Question

How do you solve \[x = 3y - 1\] and \[x + 2y = 9\] using substitution?

Answer 1

Hint: We have to solve these two equations by substitution method.
The method of solving "by substitution" works by solving one of the equations for one of the variables, and then plugging this back into the other equation, "substituting" for the chosen variable and solving for the other.
So, in the substitution method, we substitute any one of the values of \[x\] or \[y\] in the other equation.
Finally, we will get the solution.

Complete step-by-step solution:
It is given that; \[x = 3y - 1\] and \[x + 2y = 9\]
We have to solve these two equations by substitution method.
We know that, in the substitution method, we substitute any one of the values of \[x\] or \[y\] in the other equation.
Let us take,
\[x = 3y - 1\]…….... (1)
\[x + 2y = 9\]…….... (2)
We will substitute the value of \[x\] from (1) in (2).
So, we have,
$\Rightarrow$\[3y - 1 + 2y = 9\]
Simplifying we get,
$\Rightarrow$\[5y = 10\]
Simplifying again we get,
$\Rightarrow$\[y = \dfrac{{10}}{5}\]
Simplifying again we get,
$\Rightarrow$\[y = 2\]
Now, we will substitute \[y = 2\] in (1) we get,
$\Rightarrow$\[x = 3 \times 2 - 1 = 5\]
So, the values are \[x = 5\] and \[y = 2\].

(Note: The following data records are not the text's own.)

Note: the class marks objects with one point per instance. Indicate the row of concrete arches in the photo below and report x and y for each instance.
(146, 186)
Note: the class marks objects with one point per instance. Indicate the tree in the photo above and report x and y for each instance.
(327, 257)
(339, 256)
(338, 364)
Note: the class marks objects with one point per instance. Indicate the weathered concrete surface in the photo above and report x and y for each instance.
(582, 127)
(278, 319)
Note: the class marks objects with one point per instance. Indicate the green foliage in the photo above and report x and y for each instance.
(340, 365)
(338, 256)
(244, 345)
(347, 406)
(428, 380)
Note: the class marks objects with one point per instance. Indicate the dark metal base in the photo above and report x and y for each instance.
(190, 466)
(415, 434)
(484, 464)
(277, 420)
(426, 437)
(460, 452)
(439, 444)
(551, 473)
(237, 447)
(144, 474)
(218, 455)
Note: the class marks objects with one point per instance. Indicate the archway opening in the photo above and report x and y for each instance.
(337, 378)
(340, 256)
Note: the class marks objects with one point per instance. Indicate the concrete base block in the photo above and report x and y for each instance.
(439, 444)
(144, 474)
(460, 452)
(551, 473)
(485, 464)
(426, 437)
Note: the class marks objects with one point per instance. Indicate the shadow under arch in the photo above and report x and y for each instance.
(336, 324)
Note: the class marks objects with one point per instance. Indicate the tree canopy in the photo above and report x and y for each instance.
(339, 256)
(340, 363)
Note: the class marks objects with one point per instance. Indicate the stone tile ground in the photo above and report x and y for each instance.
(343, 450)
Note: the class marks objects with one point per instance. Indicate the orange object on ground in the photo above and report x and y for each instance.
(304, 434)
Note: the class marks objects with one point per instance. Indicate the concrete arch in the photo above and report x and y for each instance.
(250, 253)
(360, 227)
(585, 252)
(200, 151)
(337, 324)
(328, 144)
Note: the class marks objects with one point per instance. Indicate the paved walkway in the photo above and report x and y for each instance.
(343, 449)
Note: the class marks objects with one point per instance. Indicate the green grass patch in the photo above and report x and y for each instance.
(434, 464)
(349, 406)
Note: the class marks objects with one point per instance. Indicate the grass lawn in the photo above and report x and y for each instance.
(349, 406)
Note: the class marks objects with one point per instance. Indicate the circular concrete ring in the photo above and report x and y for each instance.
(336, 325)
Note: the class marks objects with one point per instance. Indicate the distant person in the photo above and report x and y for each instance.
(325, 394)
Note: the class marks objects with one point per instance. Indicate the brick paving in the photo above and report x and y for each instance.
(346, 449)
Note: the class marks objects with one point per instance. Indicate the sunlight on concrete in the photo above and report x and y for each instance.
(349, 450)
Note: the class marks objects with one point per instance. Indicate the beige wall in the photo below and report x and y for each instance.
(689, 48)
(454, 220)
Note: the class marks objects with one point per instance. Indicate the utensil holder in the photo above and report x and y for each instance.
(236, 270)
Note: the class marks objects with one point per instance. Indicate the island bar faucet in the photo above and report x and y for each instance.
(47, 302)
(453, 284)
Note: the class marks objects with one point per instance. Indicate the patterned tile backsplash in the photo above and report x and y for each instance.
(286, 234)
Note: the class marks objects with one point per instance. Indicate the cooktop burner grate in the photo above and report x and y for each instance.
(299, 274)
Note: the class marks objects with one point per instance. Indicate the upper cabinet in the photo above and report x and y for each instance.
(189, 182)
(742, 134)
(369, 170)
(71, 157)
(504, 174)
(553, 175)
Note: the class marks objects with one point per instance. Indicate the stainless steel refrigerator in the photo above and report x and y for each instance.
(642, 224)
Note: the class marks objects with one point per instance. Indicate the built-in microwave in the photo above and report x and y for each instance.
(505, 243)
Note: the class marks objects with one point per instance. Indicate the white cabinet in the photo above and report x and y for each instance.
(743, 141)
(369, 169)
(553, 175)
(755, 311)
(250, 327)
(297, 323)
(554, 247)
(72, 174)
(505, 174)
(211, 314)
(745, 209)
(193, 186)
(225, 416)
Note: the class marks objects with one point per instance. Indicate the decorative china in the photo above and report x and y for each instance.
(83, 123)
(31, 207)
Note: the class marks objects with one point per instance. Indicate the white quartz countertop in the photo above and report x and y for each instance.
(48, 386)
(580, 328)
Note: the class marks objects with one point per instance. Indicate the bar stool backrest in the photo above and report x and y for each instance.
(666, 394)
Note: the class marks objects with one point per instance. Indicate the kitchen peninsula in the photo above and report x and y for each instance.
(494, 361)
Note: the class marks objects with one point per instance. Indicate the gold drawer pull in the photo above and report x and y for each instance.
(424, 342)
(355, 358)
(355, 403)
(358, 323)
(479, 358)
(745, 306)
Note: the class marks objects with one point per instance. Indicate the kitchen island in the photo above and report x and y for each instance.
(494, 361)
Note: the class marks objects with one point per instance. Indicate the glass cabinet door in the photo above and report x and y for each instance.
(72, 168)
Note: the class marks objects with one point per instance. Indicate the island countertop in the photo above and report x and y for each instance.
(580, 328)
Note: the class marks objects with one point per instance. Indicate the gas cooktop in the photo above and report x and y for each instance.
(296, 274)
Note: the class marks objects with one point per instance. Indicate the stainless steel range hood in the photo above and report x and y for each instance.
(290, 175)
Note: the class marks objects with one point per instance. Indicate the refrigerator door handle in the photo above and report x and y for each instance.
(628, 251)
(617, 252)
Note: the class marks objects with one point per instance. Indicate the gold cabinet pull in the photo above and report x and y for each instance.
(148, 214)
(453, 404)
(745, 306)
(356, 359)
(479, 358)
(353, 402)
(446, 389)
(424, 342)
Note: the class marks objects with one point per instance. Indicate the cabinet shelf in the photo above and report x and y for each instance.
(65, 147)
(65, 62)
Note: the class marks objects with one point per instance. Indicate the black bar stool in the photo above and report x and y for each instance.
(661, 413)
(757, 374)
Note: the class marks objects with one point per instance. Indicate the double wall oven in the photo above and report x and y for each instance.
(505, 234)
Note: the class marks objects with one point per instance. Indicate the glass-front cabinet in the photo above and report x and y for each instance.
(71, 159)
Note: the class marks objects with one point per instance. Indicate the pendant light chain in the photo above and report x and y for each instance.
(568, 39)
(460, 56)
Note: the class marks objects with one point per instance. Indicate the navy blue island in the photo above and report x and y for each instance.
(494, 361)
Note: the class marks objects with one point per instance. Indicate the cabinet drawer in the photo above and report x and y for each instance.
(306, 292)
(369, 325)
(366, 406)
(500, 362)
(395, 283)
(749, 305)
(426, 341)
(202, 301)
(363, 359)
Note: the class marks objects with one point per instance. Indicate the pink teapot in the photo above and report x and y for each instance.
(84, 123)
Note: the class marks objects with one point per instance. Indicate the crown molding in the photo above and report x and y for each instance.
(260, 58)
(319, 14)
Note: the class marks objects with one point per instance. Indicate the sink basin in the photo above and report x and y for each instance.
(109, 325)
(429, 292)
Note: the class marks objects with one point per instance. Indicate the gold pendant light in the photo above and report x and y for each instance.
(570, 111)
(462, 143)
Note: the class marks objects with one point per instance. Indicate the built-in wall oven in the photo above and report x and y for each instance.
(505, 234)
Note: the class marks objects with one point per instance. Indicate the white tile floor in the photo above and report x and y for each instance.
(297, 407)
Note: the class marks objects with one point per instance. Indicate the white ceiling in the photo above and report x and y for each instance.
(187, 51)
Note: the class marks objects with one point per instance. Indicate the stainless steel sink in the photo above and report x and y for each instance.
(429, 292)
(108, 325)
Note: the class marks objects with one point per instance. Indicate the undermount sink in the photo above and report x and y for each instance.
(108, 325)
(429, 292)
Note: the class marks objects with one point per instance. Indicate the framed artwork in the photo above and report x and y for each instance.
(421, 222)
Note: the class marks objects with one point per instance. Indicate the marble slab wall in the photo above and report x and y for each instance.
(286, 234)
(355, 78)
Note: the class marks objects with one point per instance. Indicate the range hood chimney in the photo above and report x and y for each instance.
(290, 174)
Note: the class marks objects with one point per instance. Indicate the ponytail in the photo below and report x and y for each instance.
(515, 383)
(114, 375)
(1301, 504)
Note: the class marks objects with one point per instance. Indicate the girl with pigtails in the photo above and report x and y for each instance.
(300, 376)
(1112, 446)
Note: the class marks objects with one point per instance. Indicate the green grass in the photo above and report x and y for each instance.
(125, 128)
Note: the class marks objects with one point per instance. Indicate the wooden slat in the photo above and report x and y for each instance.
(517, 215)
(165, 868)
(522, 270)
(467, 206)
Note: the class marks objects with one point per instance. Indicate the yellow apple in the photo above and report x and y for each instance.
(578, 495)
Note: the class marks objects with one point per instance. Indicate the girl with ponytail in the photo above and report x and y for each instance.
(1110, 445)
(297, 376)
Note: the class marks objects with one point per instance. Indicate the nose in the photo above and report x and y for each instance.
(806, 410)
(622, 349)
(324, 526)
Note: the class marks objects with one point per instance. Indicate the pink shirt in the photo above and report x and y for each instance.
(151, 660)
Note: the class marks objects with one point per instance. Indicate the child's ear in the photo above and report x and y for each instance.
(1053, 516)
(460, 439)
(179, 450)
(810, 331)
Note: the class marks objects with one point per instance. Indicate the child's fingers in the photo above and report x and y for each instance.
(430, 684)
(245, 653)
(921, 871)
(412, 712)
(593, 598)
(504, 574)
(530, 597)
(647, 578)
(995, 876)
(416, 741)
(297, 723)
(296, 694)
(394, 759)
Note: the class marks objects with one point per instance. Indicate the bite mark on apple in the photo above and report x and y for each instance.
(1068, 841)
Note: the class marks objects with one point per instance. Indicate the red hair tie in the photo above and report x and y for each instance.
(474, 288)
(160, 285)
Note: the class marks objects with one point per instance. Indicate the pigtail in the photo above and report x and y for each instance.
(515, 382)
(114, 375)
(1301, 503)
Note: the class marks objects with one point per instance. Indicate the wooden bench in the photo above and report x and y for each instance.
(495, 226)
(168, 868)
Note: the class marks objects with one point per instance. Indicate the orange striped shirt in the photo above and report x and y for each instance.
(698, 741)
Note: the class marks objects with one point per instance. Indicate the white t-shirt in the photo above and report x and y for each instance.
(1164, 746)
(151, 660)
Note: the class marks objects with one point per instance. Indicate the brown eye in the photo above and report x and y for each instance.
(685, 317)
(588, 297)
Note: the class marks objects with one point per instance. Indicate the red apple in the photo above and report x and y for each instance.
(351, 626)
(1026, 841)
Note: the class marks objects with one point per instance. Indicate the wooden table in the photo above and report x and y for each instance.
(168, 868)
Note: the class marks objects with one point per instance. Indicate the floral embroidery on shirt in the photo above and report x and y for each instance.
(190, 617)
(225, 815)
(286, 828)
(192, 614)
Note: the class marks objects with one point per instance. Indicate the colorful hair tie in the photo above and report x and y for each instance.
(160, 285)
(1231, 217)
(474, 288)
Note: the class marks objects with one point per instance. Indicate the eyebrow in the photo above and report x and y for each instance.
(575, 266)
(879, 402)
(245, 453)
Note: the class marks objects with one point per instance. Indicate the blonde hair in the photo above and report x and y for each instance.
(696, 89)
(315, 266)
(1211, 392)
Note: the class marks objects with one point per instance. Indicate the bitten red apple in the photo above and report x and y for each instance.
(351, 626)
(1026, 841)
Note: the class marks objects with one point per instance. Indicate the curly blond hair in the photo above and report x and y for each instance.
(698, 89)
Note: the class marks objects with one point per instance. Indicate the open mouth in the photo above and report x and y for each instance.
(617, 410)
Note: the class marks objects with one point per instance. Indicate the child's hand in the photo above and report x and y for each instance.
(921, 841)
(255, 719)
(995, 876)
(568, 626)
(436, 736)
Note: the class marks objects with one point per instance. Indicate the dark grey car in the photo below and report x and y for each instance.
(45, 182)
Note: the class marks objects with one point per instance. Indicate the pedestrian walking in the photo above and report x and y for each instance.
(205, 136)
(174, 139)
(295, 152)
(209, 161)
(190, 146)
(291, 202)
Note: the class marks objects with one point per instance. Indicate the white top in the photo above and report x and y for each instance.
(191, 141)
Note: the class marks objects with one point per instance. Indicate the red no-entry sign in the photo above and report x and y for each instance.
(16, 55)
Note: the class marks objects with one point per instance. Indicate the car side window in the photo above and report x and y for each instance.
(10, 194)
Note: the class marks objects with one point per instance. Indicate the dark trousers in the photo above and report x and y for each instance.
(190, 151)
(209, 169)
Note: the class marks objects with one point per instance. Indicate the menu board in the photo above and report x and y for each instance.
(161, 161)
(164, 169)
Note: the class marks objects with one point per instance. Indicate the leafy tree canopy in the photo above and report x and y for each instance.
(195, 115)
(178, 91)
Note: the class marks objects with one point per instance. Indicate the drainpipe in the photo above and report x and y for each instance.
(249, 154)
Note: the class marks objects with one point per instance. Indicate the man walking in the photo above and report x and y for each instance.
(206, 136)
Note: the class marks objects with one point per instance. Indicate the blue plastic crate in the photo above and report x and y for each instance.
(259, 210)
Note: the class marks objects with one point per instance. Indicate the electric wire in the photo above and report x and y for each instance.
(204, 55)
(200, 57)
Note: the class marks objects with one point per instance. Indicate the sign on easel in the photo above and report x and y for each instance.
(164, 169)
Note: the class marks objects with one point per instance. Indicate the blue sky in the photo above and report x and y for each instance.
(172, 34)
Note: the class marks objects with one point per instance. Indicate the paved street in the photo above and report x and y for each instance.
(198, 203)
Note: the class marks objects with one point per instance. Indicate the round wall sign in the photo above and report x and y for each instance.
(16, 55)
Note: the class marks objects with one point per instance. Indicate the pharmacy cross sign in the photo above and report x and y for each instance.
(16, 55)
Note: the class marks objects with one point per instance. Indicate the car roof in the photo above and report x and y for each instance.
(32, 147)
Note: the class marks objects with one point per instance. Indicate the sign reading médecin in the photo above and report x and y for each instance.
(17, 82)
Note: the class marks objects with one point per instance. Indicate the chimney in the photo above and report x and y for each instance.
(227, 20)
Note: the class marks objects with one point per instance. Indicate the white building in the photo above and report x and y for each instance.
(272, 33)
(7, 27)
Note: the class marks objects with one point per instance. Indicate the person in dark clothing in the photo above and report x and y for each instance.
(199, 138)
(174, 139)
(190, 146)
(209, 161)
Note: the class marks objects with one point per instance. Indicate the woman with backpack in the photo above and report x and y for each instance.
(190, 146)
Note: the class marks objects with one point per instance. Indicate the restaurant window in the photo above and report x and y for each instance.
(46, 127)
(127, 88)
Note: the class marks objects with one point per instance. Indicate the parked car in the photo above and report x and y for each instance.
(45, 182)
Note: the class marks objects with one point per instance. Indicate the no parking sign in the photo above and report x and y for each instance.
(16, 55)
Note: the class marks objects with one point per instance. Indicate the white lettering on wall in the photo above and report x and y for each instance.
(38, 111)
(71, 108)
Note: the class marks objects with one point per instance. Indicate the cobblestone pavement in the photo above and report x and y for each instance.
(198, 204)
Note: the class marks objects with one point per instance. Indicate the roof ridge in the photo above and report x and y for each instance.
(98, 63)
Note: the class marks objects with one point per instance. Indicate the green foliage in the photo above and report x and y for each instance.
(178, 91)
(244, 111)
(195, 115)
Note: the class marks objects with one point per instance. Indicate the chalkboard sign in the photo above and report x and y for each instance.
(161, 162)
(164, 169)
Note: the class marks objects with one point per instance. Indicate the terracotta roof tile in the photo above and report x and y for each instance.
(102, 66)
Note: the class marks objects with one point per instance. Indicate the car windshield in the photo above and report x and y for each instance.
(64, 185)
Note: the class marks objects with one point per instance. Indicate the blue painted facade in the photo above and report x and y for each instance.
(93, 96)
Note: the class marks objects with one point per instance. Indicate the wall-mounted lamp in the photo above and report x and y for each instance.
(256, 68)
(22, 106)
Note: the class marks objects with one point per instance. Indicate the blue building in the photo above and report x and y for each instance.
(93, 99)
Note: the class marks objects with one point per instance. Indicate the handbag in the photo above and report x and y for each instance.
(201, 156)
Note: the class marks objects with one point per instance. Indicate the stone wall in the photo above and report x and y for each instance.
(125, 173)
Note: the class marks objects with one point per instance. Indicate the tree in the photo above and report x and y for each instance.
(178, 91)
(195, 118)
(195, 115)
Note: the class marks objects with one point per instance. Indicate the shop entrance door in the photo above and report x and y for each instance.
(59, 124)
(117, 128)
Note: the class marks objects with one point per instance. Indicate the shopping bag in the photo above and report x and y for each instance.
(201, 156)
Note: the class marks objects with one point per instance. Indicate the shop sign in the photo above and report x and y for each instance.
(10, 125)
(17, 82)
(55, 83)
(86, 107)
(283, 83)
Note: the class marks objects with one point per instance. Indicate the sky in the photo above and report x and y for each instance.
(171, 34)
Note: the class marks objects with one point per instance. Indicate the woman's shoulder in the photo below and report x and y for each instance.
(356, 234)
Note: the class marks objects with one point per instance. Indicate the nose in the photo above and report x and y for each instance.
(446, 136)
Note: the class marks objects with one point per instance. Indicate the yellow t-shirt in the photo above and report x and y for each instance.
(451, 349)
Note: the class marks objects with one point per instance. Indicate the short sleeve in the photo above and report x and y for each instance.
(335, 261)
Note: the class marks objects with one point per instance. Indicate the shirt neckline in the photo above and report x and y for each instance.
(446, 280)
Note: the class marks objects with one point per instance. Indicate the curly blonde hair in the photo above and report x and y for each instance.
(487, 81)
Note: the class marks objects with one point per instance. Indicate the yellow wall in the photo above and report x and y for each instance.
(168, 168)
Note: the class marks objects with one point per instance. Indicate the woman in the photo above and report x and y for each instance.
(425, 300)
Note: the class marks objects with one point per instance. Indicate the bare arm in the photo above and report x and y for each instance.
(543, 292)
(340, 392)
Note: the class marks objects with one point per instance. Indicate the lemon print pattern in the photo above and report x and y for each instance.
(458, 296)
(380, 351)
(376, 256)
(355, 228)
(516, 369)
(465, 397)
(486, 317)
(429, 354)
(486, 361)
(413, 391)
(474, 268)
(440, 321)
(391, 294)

Hence, the solution is \[x = 5\] and \[y = 2\].

Note: The substitution method is the algebraic method to solve simultaneous linear equations. As the word says, in this method, the value of one variable from one equation is substituted in the other equation.
In this way, a pair of the linear equations gets transformed into one linear equation with only one variable, which can then easily be solved.
The method of substitution involves three steps:
Solve one equation for one of the variables.
Substitute this expression into the other equation and solve.
Re-substitute the value into the original equation to find the corresponding variable.